MATTER OF NEW YORK CITY ASBESTOS LITIG.

13566, 190472/12

122 A.D.3d 520 (2014)

997 N.Y.S.2d 381

2014 NY Slip Op 08131

In the Matter of NEW YORK CITY ASBESTOS LITIGATION. WILLIAM BERENSMANN et al., Respondents, v. 3M COMPANY, Formerly Known as MINNESOTA MINING & MANUFACTURING CO., et al., Defendants, and GEORGIA-PACIFIC LLC, Appellant.

Appellate Division of the Supreme Court of New York, First Department.

Decided November 20, 2014.


Order, Supreme Court, New York County (Sherry Klein Heitler, J.), entered on or about December 13, 2013, which denied defendant's motion for summary judgment dismissing the complaint and all cross claims as against it, unanimously modified, on the law, to grant the motion to the extent of dismissing plaintiffs' claims related to defendant Georgia-Pacific LLC's (defendant) wallboard products allegedly containing asbestos, and otherwise affirmed, without costs.

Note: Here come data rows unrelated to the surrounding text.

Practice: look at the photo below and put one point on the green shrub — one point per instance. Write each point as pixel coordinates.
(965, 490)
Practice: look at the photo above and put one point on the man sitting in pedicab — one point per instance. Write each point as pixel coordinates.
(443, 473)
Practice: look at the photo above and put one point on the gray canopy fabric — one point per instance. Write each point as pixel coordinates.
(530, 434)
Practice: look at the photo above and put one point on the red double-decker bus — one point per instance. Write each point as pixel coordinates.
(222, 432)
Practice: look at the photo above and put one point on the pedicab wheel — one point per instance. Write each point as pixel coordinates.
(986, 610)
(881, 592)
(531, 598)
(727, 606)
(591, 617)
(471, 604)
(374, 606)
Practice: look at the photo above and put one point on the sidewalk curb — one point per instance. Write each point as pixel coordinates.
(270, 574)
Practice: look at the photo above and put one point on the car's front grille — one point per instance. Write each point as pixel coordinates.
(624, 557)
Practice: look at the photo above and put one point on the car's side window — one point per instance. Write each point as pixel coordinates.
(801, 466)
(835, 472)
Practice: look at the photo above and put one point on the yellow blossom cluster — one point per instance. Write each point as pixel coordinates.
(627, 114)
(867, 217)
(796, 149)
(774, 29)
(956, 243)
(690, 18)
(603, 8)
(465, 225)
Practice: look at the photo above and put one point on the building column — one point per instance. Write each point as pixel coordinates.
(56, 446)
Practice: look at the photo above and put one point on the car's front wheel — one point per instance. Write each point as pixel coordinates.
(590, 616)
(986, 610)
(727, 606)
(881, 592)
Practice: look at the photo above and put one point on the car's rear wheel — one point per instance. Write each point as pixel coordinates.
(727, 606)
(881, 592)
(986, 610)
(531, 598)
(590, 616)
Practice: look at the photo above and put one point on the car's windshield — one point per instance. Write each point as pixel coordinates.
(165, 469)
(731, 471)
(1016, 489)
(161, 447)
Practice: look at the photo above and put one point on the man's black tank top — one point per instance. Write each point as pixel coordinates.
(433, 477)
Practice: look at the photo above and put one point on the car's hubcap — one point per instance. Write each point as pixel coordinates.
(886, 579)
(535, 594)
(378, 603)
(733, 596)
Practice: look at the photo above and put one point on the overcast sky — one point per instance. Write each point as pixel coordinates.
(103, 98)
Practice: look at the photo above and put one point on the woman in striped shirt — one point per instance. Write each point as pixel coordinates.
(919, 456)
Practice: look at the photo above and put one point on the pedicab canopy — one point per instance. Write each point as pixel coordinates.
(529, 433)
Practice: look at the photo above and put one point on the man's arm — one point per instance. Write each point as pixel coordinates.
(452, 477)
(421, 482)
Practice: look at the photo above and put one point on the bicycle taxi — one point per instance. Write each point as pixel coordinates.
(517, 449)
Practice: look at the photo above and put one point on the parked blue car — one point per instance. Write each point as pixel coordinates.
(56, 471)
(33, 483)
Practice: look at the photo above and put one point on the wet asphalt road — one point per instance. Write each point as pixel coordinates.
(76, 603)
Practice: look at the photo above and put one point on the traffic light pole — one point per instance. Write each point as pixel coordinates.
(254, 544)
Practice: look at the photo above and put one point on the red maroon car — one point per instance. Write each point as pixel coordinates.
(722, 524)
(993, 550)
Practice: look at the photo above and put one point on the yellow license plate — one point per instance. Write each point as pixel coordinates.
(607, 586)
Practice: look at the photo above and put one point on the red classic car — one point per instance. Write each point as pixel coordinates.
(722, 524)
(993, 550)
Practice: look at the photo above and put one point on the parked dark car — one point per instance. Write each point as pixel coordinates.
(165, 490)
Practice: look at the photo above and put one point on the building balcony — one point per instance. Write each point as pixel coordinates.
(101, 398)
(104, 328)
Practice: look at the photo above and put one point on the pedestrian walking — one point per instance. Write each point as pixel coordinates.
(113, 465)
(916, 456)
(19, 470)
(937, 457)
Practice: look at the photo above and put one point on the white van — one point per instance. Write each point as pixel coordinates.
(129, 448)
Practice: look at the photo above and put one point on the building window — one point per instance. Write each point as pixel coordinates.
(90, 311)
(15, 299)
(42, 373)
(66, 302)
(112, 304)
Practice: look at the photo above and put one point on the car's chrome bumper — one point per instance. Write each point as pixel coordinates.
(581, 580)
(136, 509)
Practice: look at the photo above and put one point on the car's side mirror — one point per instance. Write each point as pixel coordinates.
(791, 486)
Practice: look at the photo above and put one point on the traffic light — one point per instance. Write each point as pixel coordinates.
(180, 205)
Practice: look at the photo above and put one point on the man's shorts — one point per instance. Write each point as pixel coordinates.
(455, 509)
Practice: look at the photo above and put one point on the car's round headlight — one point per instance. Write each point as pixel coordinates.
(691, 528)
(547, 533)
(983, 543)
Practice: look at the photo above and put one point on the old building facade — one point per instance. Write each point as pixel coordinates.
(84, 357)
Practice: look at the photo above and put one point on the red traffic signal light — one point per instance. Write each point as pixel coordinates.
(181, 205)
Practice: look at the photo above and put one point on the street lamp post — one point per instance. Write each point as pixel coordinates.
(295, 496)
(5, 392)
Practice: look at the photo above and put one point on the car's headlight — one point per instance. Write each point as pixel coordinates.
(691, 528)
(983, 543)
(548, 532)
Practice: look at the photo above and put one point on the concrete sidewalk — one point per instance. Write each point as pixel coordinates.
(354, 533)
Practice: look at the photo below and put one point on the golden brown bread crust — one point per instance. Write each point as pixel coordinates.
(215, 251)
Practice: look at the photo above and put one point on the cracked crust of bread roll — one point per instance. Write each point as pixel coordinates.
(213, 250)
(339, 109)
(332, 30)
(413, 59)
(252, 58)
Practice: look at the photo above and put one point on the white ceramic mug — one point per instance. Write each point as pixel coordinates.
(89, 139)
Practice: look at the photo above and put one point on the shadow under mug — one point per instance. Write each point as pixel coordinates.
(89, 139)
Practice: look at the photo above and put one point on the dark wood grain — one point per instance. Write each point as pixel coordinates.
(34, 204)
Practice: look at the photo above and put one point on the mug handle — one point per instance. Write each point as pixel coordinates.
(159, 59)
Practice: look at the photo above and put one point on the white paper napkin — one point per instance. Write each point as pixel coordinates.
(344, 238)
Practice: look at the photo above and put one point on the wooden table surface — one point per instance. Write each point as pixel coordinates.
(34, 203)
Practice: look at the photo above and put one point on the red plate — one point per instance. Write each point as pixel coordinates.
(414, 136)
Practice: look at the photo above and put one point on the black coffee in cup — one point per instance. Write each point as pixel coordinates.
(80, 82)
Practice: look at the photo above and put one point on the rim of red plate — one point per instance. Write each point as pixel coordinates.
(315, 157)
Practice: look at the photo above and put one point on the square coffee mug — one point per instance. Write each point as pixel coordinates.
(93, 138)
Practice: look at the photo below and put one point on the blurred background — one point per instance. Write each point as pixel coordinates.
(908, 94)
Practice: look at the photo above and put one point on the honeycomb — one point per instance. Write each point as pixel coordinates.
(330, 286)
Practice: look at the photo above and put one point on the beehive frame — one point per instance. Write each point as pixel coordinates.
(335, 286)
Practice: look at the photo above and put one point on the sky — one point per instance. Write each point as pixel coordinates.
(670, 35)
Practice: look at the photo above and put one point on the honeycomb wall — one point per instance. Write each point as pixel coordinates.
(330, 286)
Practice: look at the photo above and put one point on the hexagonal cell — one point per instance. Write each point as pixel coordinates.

The complaint alleges that plaintiff William Berensmann was exposed to asbestos-containing sheetrock and joint compound manufactured by, among other companies, defendant. As an initial matter, it is undisputed that defendant never manufactured wallboards containing asbestos, and thus, the claims relating to defendant's wallboards are dismissed.

Summary judgment in defendant's favor was otherwise properly denied since defendant failed "to unequivocally establish that its product could not have contributed to the causation of plaintiff's injury" (Reid v Georgia-Pacific Corp., 212 A.D.2d 462, 463 [1st Dept 1995]). That plaintiff may have had the subjective belief that the joint compound that he used to perform repairs in his home did not contain asbestos does not warrant a different determination, where the evidence demonstrates that defendant did manufacture joint compound containing asbestos at the relevant times. Although the record shows that defendant began to manufacture and ship asbestos-free joint compound around the time that plaintiff purchased defendant's product, issues of fact exist as to whether asbestos-free joint compound was available in Manhattan where plaintiff made his purchase of the subject product (see e.g. Lloyd v W.R. Grace & Co. — Conn., 215 A.D.2d 177 [1st Dept 1995]).

We have considered the remaining contentions and find them unavailing.